A scented steam began to arise. "How do you know which plant to pick?"

"It's lore that dates to the dawn of time. Our elders teach our acolytes. We don't put things down on dead tablets; we carry them in our hearts and sing the truth like birds. Each generation memorizes anew." He gave her a sip of the tea.

"Generations of druids?"

"Yes. Memory is our job, as well as healing and ceremony."

"And sacrifice."

"Any wise man gives back to the world a token of what he receives. Arden showed me the cones you brought."

"My stone pine? Where are they?"

"He burned them to Dagda shortly before he captured you."

The idea chilled her. Had her own offering been turned against her? It seemed a blasphemous thing for Arden to have done. "And now you're calling your people to war."

Kalin shook his head. "War is coming, but not at our call. The proper sign hasn't arrived yet. All we druids have done is give the oak's strength to our warriors and remind them of ancient ways. They know your wall is an abomination against nature that must be swept aside. Whether your husband and his men will be swept aside with it is up to them, not us. We are tools of the gods."

"Your gods."

"Britannia's gods. Your Roman ones are half forgotten, your temples weed-grown, your beliefs changing as frequently as the hairstyle of the empress. Ours endure."

She sipped, feeling the medicine ease through her bruised body. "Yet for all your confidence you find it necessary to keep me, a woman, a helpless captive."

He laughed. "How helpless, boar-slayer? How captive, when the control of your little drawbridge is in your hands, not mine? It's not chains or cages that's keeping you here, and we both know it."

"What, then?"

"The man who captured you, of course."

"You mean Arden. That I'm his prisoner."

"No. I mean he's yours. That you won't leave until you've taken his heart."

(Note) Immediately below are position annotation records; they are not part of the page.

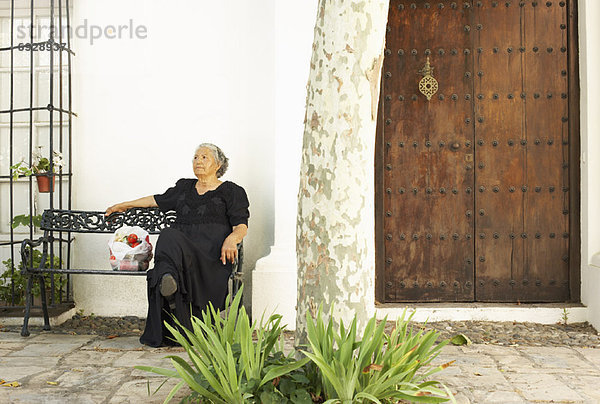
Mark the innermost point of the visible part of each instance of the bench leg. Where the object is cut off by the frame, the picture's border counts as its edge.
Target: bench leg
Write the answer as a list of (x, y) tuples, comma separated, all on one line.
[(44, 304), (28, 297)]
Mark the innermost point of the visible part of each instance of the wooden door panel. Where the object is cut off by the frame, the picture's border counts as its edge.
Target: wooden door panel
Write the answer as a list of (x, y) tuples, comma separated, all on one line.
[(475, 196), (547, 134), (516, 112), (428, 186)]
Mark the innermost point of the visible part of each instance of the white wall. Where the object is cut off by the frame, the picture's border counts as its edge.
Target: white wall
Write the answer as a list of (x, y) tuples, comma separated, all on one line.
[(204, 73), (589, 38)]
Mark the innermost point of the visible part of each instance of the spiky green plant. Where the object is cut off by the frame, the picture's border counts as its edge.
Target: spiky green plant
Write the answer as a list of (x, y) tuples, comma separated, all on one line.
[(377, 368), (230, 358)]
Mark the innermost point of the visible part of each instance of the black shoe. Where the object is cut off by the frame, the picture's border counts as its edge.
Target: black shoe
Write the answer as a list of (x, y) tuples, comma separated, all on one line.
[(168, 285)]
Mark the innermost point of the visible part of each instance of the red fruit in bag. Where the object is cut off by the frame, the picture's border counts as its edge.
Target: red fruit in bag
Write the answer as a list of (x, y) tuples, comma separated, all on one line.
[(132, 239)]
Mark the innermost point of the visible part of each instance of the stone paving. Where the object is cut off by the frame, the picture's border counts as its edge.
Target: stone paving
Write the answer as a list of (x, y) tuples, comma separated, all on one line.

After Kalin left, Valeria was tempted to flee again, just to prove the druid wrong. She didn't need to wait for cocky and carefree Arden Caratacus! He was thief, spy, traitor, killer, and barbarian, and the idea that she cared a bronze coin for him or his feelings was ridiculous. He'd abducted her! He'd threatened all her plans! All her dreams of home, career, children, and status had been overthrown by his ruthlessness! It was simply that she must use Arden as he was using her, trick Arden as he'd tricked her, so she could report his vulnerabilities.